Same problem here, I've tested stable (Xamarin.iOS 9.0.1.29) and alpha (Xamarin.iOS 9.2.0.84).
We have a release coming really soon and we need to track some memory leaks, this bug is really a blocker.
Comment 44 Rolf Bjarne Kvinge [MSFT] 2015-11-10 08:51:03 UTC
@Rodrigo, I can still reproduce with maccore/master.

Stack traces: https://gist.github.com/rolfbjarne/d8338d760c044c9a4eeb

$ mtouch --version
mtouch 9.3.2.102 (master: eaa5589)
Comment 45 Rodrigo Kumpera 2015-11-10 13:40:33 UTC
You won't always find the a thread owning the lock.

This happens due a kernel limitation on OSX where lock ordering is strictly FIFO, even if the next thread in line is suspended.

There's no way to work around this limitation without changing Instruments internals.
Comment 46 Alexandre Emond 2015-11-13 08:43:11 UTC
We also have this issue with one of our apps, and the mono profiler is no longer working for us, and the Xamarin profiler never worked. So we are blind and it's a real concern for our app.

And we never got this kind of issue with our pure iOS app. 

I guess there must be something that can be done so we can work around it...
Comment 47 GouriKumari 2016-01-04 21:02:36 UTC
Fix for this issue is currently not available and is a work in progress, hence moving it off the milestone.
Comment 48 Matt Jones 2017-04-12 15:48:01 UTC
If I pay for the Xamarin Profiler, am I going to get the same problem? Does it use Instruments?

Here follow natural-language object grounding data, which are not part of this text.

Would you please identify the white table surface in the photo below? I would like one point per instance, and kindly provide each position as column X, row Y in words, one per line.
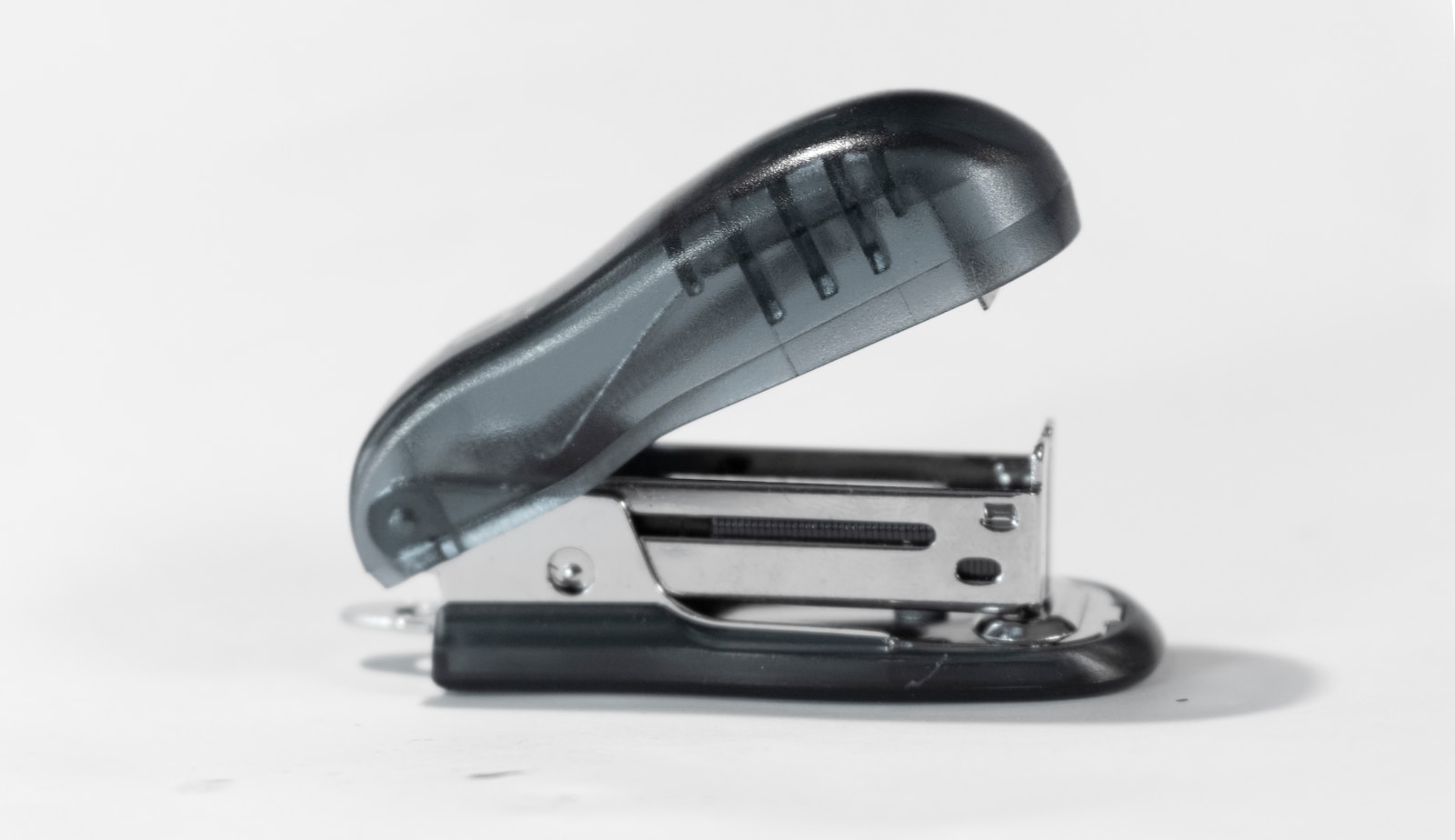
column 227, row 233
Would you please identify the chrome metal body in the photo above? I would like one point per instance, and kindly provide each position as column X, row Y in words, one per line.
column 885, row 545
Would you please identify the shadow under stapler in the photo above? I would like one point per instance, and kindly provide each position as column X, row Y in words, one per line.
column 1190, row 684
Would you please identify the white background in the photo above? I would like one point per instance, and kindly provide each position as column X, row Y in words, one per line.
column 230, row 230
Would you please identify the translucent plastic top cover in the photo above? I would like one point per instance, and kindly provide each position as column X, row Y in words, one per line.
column 808, row 245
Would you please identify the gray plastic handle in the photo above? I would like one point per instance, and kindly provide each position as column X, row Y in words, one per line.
column 808, row 245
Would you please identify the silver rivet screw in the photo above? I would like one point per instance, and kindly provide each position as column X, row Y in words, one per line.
column 1000, row 516
column 571, row 572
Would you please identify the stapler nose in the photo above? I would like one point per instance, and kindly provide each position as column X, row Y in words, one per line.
column 814, row 242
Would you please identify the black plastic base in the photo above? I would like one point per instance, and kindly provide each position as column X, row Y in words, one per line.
column 651, row 648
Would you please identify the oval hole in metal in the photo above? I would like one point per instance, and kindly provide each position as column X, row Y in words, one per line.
column 977, row 570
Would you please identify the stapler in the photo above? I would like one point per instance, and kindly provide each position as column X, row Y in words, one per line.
column 574, row 553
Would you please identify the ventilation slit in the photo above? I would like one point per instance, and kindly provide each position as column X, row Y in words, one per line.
column 683, row 266
column 863, row 228
column 751, row 271
column 802, row 242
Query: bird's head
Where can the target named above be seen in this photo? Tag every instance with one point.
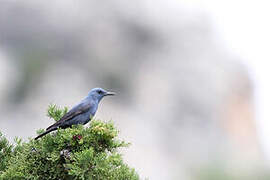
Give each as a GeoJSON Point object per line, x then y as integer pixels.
{"type": "Point", "coordinates": [99, 93]}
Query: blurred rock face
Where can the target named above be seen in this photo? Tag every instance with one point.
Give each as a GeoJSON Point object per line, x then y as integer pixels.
{"type": "Point", "coordinates": [182, 100]}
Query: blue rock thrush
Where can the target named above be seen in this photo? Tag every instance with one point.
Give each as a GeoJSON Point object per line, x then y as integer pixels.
{"type": "Point", "coordinates": [82, 113]}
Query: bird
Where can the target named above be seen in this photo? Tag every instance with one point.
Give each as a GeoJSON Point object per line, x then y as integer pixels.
{"type": "Point", "coordinates": [81, 113]}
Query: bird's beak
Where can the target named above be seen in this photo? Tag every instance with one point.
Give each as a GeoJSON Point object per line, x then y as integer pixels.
{"type": "Point", "coordinates": [110, 93]}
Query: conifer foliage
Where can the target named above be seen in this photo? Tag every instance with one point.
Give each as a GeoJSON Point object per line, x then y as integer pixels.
{"type": "Point", "coordinates": [73, 153]}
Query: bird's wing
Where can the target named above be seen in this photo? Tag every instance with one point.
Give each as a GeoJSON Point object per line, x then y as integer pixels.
{"type": "Point", "coordinates": [75, 111]}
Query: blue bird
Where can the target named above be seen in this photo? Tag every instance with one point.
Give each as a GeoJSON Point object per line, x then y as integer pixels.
{"type": "Point", "coordinates": [82, 113]}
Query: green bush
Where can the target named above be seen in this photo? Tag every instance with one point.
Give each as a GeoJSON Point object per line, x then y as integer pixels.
{"type": "Point", "coordinates": [73, 153]}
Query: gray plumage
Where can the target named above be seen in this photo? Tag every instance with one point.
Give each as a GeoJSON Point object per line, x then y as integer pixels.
{"type": "Point", "coordinates": [82, 113]}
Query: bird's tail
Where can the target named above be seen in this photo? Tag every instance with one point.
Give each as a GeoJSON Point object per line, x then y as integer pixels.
{"type": "Point", "coordinates": [46, 132]}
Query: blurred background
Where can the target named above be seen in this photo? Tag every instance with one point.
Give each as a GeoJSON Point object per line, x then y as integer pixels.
{"type": "Point", "coordinates": [191, 78]}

This is a bit of a nightmare for us too.
Comment 49 Rolf Bjarne Kvinge [MSFT] 2017-04-17 10:03:40 UTC
@Matt Jones, the Xamarin Profiler does not have the same problem, it's completely different from Instruments.
Comment 50 Sebastien Pouliot 2017-07-26 12:55:09 UTC
@Kumpera can you (or did you) file a radar with Apple for this ? [1]

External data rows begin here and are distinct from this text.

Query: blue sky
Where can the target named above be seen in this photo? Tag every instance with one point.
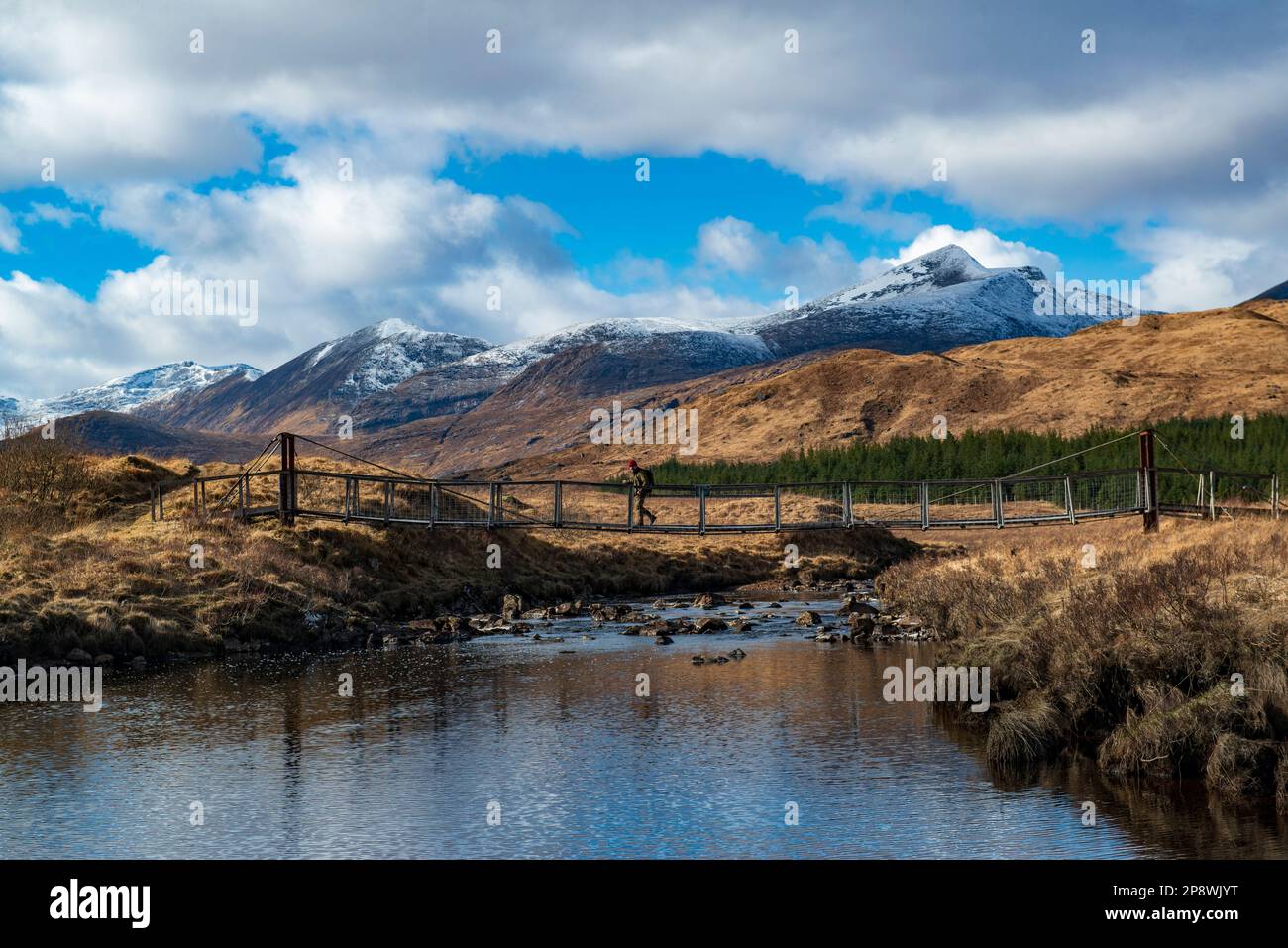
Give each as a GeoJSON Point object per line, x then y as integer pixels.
{"type": "Point", "coordinates": [810, 165]}
{"type": "Point", "coordinates": [606, 210]}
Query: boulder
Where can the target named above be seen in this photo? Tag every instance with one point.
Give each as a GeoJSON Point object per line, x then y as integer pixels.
{"type": "Point", "coordinates": [511, 607]}
{"type": "Point", "coordinates": [853, 605]}
{"type": "Point", "coordinates": [862, 626]}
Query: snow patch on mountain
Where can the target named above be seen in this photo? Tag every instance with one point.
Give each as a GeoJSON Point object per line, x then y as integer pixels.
{"type": "Point", "coordinates": [128, 393]}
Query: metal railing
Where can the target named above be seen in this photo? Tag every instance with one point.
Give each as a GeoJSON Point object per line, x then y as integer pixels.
{"type": "Point", "coordinates": [704, 509]}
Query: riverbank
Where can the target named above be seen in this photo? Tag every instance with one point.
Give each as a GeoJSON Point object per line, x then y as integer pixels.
{"type": "Point", "coordinates": [1158, 656]}
{"type": "Point", "coordinates": [104, 581]}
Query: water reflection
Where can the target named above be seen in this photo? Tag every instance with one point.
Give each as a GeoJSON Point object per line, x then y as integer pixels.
{"type": "Point", "coordinates": [580, 767]}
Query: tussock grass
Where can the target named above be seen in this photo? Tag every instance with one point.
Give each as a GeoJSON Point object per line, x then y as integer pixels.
{"type": "Point", "coordinates": [102, 578]}
{"type": "Point", "coordinates": [1138, 660]}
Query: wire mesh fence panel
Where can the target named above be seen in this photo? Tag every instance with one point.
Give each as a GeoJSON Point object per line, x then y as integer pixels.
{"type": "Point", "coordinates": [677, 506]}
{"type": "Point", "coordinates": [411, 501]}
{"type": "Point", "coordinates": [469, 504]}
{"type": "Point", "coordinates": [811, 505]}
{"type": "Point", "coordinates": [732, 507]}
{"type": "Point", "coordinates": [1107, 493]}
{"type": "Point", "coordinates": [526, 504]}
{"type": "Point", "coordinates": [320, 493]}
{"type": "Point", "coordinates": [368, 500]}
{"type": "Point", "coordinates": [1234, 493]}
{"type": "Point", "coordinates": [888, 502]}
{"type": "Point", "coordinates": [960, 502]}
{"type": "Point", "coordinates": [593, 505]}
{"type": "Point", "coordinates": [1033, 500]}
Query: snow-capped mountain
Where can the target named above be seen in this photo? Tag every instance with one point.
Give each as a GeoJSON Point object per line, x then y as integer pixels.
{"type": "Point", "coordinates": [936, 301]}
{"type": "Point", "coordinates": [394, 372]}
{"type": "Point", "coordinates": [514, 357]}
{"type": "Point", "coordinates": [154, 386]}
{"type": "Point", "coordinates": [318, 385]}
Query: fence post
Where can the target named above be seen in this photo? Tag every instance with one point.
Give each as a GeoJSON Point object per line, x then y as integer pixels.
{"type": "Point", "coordinates": [1150, 474]}
{"type": "Point", "coordinates": [286, 480]}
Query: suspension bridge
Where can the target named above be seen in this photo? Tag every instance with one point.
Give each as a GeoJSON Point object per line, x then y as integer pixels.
{"type": "Point", "coordinates": [275, 485]}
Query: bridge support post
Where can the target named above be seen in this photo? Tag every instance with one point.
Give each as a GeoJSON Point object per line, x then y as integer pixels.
{"type": "Point", "coordinates": [1150, 474]}
{"type": "Point", "coordinates": [286, 480]}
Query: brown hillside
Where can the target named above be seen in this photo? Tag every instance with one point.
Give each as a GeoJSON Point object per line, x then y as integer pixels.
{"type": "Point", "coordinates": [1185, 365]}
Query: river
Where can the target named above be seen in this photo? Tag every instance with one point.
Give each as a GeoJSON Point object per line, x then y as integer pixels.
{"type": "Point", "coordinates": [505, 746]}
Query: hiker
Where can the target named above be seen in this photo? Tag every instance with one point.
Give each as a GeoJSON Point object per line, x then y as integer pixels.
{"type": "Point", "coordinates": [642, 478]}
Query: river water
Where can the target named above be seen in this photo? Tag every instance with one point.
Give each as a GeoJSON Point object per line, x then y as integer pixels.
{"type": "Point", "coordinates": [511, 747]}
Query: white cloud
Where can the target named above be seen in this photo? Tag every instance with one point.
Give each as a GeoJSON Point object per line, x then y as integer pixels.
{"type": "Point", "coordinates": [983, 245]}
{"type": "Point", "coordinates": [50, 214]}
{"type": "Point", "coordinates": [1196, 270]}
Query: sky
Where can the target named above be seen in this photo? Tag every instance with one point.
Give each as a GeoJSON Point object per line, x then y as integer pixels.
{"type": "Point", "coordinates": [476, 167]}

Once done we can close it with UPSTREAM until the time that Apple fix/adjust their code. Thanks!

[1] internal tracker https://trello.com/b/ZXs89x7A/apple-bug-reports-radar
Comment 51 Rodrigo Kumpera 2017-07-30 05:44:11 UTC
It's not a bug on Instruments, why would I file a bug for it?
Comment 52 Manuel de la Peña 2017-09-06 10:03:16 UTC
@Sebastien can you please clarify why we should be filling a rdar?
Comment 53 Alex Soto [MSFT] 2017-10-09 00:50:46 UTC
> It's not a bug on Instruments, why would I file a bug for it?

Is this fixable on our side then?
Comment 54 Alex Soto [MSFT] 2017-10-09 00:51:18 UTC
@Rodrigo ^
Comment 55 Rodrigo Kumpera 2017-10-09 17:16:57 UTC
It's fixable on our side, just not something we decided to do.
Comment 56 Alex Soto [MSFT] 2017-10-09 17:44:13 UTC
(In reply to Rodrigo Kumpera from comment #55)
> It's fixable on our side, just not something we decided to do.

Closing this as NOT_ON_ROADMAP as per comment #55
Comment 57 Alex Soto [MSFT] 2017-10-09 21:10:26 UTC
Reopening this based on internal discussion in #runtime
Comment 58 Chris Hamons 2017-10-09 21:13:49 UTC
Apologies for the spam and confusion everyone.

We all agree that this needs fixing, it just hasn't been scheduled as of yet.